The Irritation chereshka at a mimosa a light touch or a water drop raises the potential of the action limited to limits of given sheet. But if to stimulate sheet with a burn or damage, other leaves are involved also; such stimulus cause not only action potential, but also so-called changing potential. This potential, apparently, is transferred by chemical substance which extends on ksileme, passes through a sheet small pillow and initiates new potential of action on its distant party. Last is transferred on excitable cages floemy and protoksi-lemy, will not reach yet other sheet small pillow in which then there are characteristic changes tourist's mountain, leaders to sheet folding. Depending on force of initial irritation changing (gradualnyj) the potential can pass again through a sheet small pillow and stimulates one more potential of action on its distant party. Thus, the changing potential co-ordinates movement of various leaves of a plant, raising the potentials of action transferred on certain zones of a fabric.

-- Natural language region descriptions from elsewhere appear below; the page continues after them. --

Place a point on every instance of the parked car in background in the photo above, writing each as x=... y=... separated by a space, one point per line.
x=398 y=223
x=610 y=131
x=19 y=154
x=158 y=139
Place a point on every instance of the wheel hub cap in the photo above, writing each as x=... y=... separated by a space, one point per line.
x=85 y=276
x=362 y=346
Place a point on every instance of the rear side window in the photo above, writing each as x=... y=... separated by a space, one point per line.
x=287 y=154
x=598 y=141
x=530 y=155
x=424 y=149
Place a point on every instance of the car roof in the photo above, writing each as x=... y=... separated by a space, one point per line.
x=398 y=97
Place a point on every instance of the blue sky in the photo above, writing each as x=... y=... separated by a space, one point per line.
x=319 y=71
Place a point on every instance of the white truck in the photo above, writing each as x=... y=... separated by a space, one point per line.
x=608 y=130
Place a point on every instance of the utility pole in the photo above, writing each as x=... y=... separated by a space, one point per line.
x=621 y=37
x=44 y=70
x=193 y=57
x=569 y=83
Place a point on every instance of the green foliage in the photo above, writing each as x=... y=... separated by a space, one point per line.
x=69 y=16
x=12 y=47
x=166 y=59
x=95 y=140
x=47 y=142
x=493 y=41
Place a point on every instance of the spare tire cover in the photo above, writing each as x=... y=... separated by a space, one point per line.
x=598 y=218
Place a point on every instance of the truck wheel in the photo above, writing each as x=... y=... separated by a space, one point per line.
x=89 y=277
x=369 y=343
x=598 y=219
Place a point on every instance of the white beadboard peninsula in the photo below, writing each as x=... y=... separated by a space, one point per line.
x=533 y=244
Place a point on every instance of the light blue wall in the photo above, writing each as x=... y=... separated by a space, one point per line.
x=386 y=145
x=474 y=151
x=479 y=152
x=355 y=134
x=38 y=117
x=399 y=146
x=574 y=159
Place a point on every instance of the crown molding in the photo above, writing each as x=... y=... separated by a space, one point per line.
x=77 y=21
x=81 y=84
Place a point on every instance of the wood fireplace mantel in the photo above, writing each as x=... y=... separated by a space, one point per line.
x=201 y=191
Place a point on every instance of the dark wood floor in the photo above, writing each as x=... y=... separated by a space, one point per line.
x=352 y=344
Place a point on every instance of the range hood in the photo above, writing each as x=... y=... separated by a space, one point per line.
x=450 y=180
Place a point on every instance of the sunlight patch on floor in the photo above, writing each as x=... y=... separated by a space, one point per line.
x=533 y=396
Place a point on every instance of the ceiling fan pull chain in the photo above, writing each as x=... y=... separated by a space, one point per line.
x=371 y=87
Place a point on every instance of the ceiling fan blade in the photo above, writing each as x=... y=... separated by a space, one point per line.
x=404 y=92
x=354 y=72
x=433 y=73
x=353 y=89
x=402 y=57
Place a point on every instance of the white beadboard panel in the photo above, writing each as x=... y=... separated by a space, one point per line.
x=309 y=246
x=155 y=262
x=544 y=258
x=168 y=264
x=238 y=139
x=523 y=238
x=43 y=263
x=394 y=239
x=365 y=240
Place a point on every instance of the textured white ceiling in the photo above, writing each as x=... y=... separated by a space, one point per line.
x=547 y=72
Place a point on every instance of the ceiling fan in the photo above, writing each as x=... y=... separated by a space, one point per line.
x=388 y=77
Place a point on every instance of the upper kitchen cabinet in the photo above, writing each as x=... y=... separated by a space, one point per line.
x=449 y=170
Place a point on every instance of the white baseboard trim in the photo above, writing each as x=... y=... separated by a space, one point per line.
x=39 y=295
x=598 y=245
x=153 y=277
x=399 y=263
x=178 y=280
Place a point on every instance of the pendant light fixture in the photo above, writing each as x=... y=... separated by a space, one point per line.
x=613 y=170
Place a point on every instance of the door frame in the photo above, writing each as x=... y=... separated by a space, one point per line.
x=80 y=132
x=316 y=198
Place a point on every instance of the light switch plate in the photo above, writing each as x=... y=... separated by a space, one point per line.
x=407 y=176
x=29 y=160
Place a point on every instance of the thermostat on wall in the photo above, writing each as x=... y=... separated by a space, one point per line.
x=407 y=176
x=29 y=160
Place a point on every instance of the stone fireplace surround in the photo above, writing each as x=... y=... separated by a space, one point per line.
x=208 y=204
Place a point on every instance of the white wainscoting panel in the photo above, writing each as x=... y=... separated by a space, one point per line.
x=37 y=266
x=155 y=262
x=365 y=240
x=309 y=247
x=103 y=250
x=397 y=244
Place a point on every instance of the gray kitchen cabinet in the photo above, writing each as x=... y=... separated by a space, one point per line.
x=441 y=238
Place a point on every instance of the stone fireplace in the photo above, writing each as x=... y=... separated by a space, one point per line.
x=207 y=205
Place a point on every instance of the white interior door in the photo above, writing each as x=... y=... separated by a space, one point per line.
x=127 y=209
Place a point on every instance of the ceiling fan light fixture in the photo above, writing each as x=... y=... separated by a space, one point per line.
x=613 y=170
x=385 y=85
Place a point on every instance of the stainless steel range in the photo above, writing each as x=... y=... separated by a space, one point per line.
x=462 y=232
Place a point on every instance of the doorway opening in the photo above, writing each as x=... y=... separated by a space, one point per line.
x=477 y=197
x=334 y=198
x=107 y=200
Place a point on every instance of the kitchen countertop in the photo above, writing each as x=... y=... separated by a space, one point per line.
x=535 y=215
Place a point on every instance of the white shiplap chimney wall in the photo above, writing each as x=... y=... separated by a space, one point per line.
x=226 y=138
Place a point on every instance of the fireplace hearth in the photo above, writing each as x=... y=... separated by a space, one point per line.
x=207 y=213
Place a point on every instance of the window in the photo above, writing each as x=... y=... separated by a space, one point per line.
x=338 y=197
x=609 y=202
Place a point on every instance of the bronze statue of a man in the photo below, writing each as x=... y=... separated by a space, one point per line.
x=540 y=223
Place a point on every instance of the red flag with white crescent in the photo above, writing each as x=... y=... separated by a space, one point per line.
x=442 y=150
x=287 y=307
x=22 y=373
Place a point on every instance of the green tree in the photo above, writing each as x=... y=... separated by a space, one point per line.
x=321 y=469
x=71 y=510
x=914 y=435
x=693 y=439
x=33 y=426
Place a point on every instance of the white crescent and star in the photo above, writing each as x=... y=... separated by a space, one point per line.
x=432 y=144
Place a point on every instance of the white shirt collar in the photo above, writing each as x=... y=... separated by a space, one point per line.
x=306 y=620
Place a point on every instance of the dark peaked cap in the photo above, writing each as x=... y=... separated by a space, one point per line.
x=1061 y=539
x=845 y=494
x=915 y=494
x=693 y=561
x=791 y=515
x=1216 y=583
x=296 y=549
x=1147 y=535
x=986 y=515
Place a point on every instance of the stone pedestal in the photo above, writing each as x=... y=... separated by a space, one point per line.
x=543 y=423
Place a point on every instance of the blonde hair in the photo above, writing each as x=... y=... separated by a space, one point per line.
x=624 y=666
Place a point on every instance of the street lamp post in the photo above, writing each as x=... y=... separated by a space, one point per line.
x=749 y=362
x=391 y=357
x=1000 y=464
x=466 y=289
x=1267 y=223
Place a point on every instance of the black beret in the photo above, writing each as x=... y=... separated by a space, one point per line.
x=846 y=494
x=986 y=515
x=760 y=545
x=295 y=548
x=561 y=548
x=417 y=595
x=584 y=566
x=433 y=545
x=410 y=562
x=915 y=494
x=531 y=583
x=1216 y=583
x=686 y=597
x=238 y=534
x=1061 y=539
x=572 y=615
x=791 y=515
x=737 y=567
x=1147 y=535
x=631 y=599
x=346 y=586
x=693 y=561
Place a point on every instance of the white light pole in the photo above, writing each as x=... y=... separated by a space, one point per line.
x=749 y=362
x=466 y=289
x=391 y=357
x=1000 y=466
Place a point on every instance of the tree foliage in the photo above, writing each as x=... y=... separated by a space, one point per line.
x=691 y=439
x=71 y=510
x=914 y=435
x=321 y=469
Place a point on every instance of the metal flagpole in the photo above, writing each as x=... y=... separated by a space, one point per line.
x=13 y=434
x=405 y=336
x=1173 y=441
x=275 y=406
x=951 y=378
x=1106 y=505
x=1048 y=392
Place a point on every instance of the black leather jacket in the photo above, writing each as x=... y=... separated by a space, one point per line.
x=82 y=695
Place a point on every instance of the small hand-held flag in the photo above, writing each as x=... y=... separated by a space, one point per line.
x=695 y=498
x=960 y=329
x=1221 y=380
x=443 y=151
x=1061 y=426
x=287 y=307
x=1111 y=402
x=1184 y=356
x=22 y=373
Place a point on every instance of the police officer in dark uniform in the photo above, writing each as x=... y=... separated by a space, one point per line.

Apparently, at a mimosa movement of bodies is entirely defined by changes tourist's mountain. Reduction of volume of those or other motor cages is accompanied by allocation from them ions To + and tanninopodobnyh substances in extracellular space. Such change caused as believe, fast increase in permeability of membranes, is accompanied by electric signals which can be revealed by means of microelectrodes. External similarity between this process and reduction of muscles at animals allows to assume and presence of the general internal features, such, as participation sokratitelnyh type fibers aktomiozina; however while there is no weighty data which would confirm a hypothesis about the similar mechanism or contradicted it.

Some researchers underlined value tanninov for mimosa movements. This heterogeneous group of the condensed phenolic connections can form complexes as with fibers, and inorganic ions. Tanniny denaturirujut fibers also could damage a cage, but do not cause harmful effects while they are isolated in membrannyh sacks vakuolej. Probably, them especially it is a lot of in vakuoljah the plants capable to tigmonasticheskim to movements (fig. 13.4). During such movements tanninovye units in vakuoljah dissociate, and some tanniny, probably, are allocated through membranes of motor cages. Then they diffundirujut in gidatody (time) in epidermise a sheet small pillow. As tanniny possess knitting taste and operate as natural repellents, allocation tanninov at sheet movement can promote protection of a plant against insects.